La Ruhr est une région industrielle allemande, dans laquelle coulent deux rivières affluentes du Rhin en rive droite, la Ruhr est en amont et est relativement propre, l’Emscher est un peu plus en aval et est utilisée comme exutoire par de nombreuses industries, notamment minières. « En 1904, après vingt années d’âpres discussions et de négociations avortées, les industriels et les maires des villes du bassin de l’Emscher se mirent d’accord pour constituer la première Genossenschaft : un syndicat coopératif réunissant tous les riverains, aucun ne pouvant ultérieurement se soustraire à sa contribution, assuma dorénavant la maîtrise d’ouvrage des travaux de remise en état de la rivière, transformée en cloaque par l’affaissement des sols et par l’urbanisation, subséquents à l’exploitation minière. La coopération permit d’en faire un égout à ciel ouvert efficace, aboutissant à une seule station d’épuration à son confluent avec le Rhin.
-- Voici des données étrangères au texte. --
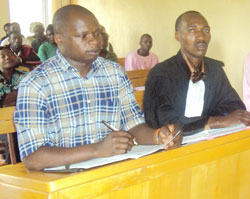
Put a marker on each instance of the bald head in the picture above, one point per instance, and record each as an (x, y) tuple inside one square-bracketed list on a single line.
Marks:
[(179, 20), (63, 15)]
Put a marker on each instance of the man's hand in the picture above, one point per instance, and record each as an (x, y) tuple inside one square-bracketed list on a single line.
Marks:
[(10, 99), (167, 133), (236, 117), (117, 142)]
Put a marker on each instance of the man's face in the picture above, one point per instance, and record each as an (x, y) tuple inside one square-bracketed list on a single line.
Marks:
[(39, 31), (194, 35), (15, 41), (81, 40), (15, 27), (146, 43), (7, 59)]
L’exemple fut suivi peu après par les industries et les villes situées dans le bassin de la rivière Ruhr, qui créèrent deux associations similaires, l’une pour lutter contre la pollution (Ruhrverband), et l’autre pour stocker de l’eau propre en amont (Ruhrtalsperrenverein). Cette rivière fut spécialisée pour les usages nobles, alors qu’une troisième association fit de la Lippe la source privilégiée d’eau industrielle et agricole » (Barraqué 1995).

Pour résumer les caractéristiques de ce modèle, on peut relever trois points. (1) La transformation de la rivière en égout rend l’association responsable de tous les rejets des différents membres, l’interlocuteur unique vis-à-vis de la police de l’eau du Land au point de rejet commun dans le Rhin. Elle peut donc renégocier en son sein les autorisations de rejets individuelles pour tenir compte des effets amont-aval et du calendrier des projets qu’elle finance. (2) L’association dispose de moyens financiers autonomes. Les membres fixent les règles de participation financière et politique. (3) Une fois constituée, l’association s’impose à tous les membres et aucun ne peut s’en retirer.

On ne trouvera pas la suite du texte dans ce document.